A idéia principal é trazer a inteligência para perto do instrumento – que por sua vez levará a informação consolidada. A vantagem de uma válvula inteligente em relação a uma válvula convencional é a sua capacidade de verificar se houve realmente a localização da abertura naquela posição – ela tem um posicionador que é mais efetivo. Isso leva a um ajuste mais fino no controle da vazão da corrente. Outra vantagem é que essa válvula já pode fazer um acompanhamento da utilização – checar se a válvula está agarrando, ou se está ocorrendo histerese. “Registrando o histórico da válvula, é possível registrar facilmente o desgaste. Se não tenho uma válvula inteligente, tenho que fazer esse acompanhamento num banco de dados na central de controle, o que torna o procedimento mais difícil de ser implementado”.

“Para os elementos inteligentes é possível calibração automática remota, com o mínimo de intervenção humana, os softwares já fazem todos os testes e ajustes necessários. Já os não inteligentes, ainda requerem aplicação de sinais de referência de 0 a 100%, e ajustes manuais de ZERO e SPAN. Quanto aos diagnósticos, todas as informações disponíveis nos dispositivos de campo, associadas a softwares específicos, oferecem a oportunidade se obter melhor vantagens do ponto de vista de manutenção, engenharia e a utilização mais ampla de cada dispositivo, estes softwares, entram nos conceitos de gerenciamento de ativos”, compara o coordenador de Automação/Elétrica da Cenibra, Ronaldo Ribeiro. Além do valor medido – que já iria para a central de controle no tradicional 4~20mA – também seguem informações sobre status e qualidade da medição, e informações relativas a possíveis falhas. E descem em direção ao instrumento a configuração do sistema, recalibração do sistema ou ressetagem de contagem de ciclos.

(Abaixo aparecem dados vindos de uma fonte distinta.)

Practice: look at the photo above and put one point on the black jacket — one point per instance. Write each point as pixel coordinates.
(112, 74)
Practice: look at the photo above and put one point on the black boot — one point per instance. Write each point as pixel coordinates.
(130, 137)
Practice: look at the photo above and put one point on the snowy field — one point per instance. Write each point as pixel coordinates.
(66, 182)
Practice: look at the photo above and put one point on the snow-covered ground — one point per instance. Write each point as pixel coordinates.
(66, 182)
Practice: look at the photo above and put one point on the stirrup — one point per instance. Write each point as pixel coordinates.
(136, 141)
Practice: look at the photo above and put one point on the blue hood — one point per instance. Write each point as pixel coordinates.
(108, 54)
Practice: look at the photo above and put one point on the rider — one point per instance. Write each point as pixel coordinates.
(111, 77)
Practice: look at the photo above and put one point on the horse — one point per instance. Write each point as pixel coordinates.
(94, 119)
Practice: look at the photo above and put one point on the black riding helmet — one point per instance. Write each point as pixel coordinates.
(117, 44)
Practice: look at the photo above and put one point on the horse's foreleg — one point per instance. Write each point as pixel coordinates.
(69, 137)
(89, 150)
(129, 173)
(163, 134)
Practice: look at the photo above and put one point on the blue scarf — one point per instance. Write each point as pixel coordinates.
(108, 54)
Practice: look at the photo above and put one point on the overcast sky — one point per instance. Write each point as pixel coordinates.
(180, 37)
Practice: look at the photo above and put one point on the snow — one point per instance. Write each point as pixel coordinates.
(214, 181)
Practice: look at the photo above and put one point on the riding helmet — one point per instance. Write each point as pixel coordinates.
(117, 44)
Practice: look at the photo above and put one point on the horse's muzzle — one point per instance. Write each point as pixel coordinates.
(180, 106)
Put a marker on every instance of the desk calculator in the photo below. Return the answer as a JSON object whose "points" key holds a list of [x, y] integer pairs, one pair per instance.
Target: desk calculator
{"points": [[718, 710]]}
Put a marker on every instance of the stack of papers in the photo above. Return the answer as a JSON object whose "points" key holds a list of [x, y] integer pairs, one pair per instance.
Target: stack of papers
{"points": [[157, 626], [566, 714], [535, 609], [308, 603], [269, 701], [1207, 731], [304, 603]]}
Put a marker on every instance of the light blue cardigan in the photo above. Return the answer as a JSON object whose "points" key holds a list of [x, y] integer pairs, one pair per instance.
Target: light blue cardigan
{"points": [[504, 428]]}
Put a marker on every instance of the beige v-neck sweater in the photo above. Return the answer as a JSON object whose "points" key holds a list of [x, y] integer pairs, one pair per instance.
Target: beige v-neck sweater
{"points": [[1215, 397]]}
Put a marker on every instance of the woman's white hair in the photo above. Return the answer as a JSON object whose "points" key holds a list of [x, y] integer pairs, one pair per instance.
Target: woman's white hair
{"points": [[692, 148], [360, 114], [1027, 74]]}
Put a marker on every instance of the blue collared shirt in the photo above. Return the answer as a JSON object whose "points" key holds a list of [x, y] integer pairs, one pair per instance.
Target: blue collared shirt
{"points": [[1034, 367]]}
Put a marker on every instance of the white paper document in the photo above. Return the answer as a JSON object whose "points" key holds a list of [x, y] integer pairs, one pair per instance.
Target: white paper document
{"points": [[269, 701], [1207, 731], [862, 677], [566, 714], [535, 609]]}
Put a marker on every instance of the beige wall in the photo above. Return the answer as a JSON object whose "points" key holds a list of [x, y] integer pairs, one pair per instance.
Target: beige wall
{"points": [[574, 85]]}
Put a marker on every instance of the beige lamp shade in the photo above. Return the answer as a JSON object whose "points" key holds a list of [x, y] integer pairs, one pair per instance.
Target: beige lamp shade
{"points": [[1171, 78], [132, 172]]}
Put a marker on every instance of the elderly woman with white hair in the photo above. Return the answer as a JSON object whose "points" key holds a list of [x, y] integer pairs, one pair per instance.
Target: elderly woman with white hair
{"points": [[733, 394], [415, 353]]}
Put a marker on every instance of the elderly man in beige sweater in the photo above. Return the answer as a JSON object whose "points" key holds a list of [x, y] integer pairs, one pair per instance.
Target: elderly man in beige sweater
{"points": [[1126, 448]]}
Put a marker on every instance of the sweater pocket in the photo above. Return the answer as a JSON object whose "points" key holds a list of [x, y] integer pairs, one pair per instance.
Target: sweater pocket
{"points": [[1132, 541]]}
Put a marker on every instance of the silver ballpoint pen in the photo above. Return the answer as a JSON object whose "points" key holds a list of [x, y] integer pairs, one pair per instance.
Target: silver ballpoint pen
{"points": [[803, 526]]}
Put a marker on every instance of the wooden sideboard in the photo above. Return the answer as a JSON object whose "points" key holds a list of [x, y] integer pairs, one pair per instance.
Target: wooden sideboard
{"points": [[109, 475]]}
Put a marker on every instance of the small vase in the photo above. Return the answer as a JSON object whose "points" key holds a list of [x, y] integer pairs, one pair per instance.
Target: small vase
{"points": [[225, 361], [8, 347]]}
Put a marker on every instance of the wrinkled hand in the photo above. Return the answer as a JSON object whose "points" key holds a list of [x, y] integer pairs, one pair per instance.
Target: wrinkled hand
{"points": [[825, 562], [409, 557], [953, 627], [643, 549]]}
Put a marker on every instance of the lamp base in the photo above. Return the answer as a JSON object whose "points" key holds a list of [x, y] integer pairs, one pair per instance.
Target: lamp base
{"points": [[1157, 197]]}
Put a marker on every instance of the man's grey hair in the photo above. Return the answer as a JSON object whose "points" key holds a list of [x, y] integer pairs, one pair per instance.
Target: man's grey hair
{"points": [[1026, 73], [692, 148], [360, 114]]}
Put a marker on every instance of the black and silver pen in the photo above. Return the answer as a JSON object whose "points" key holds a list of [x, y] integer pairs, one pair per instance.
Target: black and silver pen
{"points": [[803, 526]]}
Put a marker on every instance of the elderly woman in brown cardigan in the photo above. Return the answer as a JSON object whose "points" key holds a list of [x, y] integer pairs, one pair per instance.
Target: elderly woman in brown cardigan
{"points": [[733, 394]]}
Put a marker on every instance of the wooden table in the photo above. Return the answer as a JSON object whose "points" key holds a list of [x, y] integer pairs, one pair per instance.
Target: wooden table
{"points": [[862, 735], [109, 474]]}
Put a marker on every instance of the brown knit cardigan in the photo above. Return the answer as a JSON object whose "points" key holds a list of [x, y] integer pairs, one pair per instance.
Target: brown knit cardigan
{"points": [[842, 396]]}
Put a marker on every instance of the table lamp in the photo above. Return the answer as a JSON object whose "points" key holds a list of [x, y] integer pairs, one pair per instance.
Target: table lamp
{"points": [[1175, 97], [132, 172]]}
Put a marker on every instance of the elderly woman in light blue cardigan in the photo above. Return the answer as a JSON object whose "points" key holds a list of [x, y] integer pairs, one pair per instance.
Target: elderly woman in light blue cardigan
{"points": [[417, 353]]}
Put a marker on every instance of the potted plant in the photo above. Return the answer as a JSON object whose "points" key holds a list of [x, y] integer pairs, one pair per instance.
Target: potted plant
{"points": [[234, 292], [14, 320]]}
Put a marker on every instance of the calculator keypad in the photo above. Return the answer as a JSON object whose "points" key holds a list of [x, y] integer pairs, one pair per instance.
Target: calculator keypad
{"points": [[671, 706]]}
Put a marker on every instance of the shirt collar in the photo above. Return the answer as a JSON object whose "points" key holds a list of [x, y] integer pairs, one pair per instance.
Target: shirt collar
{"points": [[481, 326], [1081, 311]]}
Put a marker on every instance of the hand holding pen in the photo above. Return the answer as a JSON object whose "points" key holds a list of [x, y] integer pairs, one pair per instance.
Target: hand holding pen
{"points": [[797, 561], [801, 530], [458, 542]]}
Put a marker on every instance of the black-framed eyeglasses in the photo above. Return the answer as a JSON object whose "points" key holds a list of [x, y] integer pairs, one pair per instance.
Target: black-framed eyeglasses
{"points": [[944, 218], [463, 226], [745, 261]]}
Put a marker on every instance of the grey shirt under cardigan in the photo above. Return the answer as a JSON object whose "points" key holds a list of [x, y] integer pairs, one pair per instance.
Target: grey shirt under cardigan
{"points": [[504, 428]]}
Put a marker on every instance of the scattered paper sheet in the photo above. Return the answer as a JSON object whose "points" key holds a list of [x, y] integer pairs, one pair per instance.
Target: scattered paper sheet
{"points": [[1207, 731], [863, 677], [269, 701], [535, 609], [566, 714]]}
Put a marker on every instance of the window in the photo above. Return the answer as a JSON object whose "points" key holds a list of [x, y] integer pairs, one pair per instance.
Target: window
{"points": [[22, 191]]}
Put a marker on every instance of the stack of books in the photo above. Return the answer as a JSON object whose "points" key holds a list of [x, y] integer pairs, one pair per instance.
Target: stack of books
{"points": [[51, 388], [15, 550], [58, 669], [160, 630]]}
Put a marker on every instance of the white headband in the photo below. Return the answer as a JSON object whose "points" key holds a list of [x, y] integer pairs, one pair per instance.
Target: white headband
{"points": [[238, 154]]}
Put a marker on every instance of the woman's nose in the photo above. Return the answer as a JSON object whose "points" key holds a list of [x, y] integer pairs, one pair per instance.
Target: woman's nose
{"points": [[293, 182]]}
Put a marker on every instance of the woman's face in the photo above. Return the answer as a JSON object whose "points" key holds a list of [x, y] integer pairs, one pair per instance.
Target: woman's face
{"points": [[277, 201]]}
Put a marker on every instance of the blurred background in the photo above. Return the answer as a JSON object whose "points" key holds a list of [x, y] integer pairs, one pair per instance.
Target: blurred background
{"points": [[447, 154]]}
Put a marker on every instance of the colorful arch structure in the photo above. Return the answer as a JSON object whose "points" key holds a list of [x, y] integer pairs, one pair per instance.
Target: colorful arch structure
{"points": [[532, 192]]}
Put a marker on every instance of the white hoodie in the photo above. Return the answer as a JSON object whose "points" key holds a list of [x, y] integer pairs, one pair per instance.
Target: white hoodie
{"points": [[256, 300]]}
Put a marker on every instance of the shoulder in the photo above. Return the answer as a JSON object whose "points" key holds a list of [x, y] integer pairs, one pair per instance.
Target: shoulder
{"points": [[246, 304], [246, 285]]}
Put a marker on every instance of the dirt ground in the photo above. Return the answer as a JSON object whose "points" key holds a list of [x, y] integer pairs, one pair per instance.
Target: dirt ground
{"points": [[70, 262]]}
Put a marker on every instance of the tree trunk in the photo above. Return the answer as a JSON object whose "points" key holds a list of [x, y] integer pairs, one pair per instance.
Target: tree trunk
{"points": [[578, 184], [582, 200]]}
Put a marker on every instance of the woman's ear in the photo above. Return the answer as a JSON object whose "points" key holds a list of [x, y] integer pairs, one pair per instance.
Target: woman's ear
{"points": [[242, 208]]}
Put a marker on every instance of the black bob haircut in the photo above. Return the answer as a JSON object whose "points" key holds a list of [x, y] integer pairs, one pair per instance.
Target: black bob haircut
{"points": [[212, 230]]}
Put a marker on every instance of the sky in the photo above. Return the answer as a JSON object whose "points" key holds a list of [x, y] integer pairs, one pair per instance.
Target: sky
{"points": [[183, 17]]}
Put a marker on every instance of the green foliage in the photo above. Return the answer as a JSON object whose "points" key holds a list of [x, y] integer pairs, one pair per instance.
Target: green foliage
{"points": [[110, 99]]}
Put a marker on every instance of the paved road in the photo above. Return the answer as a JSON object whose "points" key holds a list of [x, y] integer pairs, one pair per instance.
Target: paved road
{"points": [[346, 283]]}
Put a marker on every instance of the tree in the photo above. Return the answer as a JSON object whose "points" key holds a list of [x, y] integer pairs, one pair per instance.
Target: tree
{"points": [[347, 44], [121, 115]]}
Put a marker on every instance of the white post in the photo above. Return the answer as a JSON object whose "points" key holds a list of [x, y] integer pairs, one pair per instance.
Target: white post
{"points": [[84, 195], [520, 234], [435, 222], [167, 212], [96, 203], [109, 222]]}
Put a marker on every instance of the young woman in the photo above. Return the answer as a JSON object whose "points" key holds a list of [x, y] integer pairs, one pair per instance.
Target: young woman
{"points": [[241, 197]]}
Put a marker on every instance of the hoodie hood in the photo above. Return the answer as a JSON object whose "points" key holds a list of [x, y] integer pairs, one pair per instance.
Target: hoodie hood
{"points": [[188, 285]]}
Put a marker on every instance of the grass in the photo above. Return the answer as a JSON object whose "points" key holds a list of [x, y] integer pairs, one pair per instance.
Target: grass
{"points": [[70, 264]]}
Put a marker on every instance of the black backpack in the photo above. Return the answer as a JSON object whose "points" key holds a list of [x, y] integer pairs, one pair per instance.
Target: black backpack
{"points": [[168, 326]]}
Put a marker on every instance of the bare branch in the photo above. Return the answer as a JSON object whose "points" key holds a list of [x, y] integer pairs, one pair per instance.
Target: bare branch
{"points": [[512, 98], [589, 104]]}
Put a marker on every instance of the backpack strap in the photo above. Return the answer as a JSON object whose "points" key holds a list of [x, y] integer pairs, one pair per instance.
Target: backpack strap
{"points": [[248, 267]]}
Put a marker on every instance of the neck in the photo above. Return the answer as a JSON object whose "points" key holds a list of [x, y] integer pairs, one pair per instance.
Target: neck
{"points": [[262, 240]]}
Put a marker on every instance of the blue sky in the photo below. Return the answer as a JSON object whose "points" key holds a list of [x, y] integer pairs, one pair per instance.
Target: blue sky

Ronaldo Ribeiro explica que, durante muitos anos, os Elementos Finais de Controle (particularmente as válvulas) funcionaram com sinais de controle pneumáticos. Com a evolução da eletrônica, passaram a receber sinais de comando de 4 ~ 20 mA e evoluindo um pouco mais sinais digitais. “A partir deste momento tornou-se possível obter vários outros benefícios até então impossíveis na era do pneumático e do 4 ~ 20 mA analógico. Estes benefícios propiciaram melhor gerenciamento destes ativos com uma grande variedade de vantagens, como: redução nos sustos de montagens, facilidades nos comissionamentos, melhorias nas manutenções preventivas e preditivas, e finalmente o funcionamento do equipamento, retirando deste o máximo que ele possa oferecer”. “Quando falamos em automação destes elementos (componentes), simplesmente estamos atribuindo a eles maiores responsabilidade ainda das atividades nas quais já desempenham, e isto, é a evolução, é a busca da perfeição, é torná-los cada vez mais importantes para os processos, tirando deles o máximo de rendimento possível”, ressalta o coordenador da Cenibra. Há casos, no entanto, em que ainda é mais vantajoso utilizar o 4~20mA – como em processos muito rápidos, em que o tempo de amostragem é pequeno. Há ainda a questão de preços maiores para a ditigalização dos instrumentos. “O critério para definir qual tipo de automação utilizar sempre estará relacionado com a rentabilidade do processo – qual o impacto que uma diminuição de variabilidade do processo irá ter na qualidade do produto final e na lucratividade da planta”, avalia o professor.

Ainda para Ronaldo Ribeiro, a tendência é cada vez mais os dispositivos de campo estarem interligados via redes de campo. “À medida que a tecnologia evolui, mais e mais informações que antes não tinham valor agregado ao produto, passam a ser requisitadas para melhor gerenciamento destes dispositivos. Não dá para precisar qual padrão de rede industrial terá maior evolução, mas observa uma forte tendência em sistemas utilizando o padrão Ethernet, mas ainda com poucas aplicações industriais. Os demais padrões, precisarão evoluir, principalmente no que diz respeito a velocidade de comunicação e interoperabilidade”.